Keywords aren’t the be-all and end-all


Including keywords in headlines is becoming less important, Shepard says. “Google has gotten better about interpreting meaning. It used to be that if you wanted to rank for ‘best restaurants,’ you had to say ‘best restaurants’ three or four times. It’s still helpful to mention ‘best restaurants,’ but the semantic meaning is becoming much more important. Now you can just talk about great dining experiences, and the search engines will pick up on it.”
Adds Laetsch: “Historically, we wanted to get a keyword in the body copy or in the meta description. Now that’s all gone out the window. As the search engines get smarter, they start to think about other words that you expect to be in that article, what will signal that this is an authoritative article on the topic. If you were writing an article about the Apple Watch, you might have the words ‘Apple,’ ‘iPhone,’ ‘Watch,’ ‘apps’ and ‘time.’ If those are in the body copy, it sends signals to the search engines that this is a pretty good article.”

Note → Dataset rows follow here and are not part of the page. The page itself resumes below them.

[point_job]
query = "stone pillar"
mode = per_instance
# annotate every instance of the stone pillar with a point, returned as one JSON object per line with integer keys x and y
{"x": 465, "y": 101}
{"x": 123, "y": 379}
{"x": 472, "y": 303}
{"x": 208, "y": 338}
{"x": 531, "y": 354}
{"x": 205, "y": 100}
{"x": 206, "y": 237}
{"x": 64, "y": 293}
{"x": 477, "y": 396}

Seventy-five percent of search queries are between three and five words long, so you should write headlines accordingly, he adds. “The search engines are figuring out that if people search for the word ‘marketing,’ or any one- or two-word query, they don’t get the results they want. To get quality results that are most likely to answer their question, they have to go to three-, four- or five-word queries. As content creators, when you’re thinking about optimization, you have to think about that.”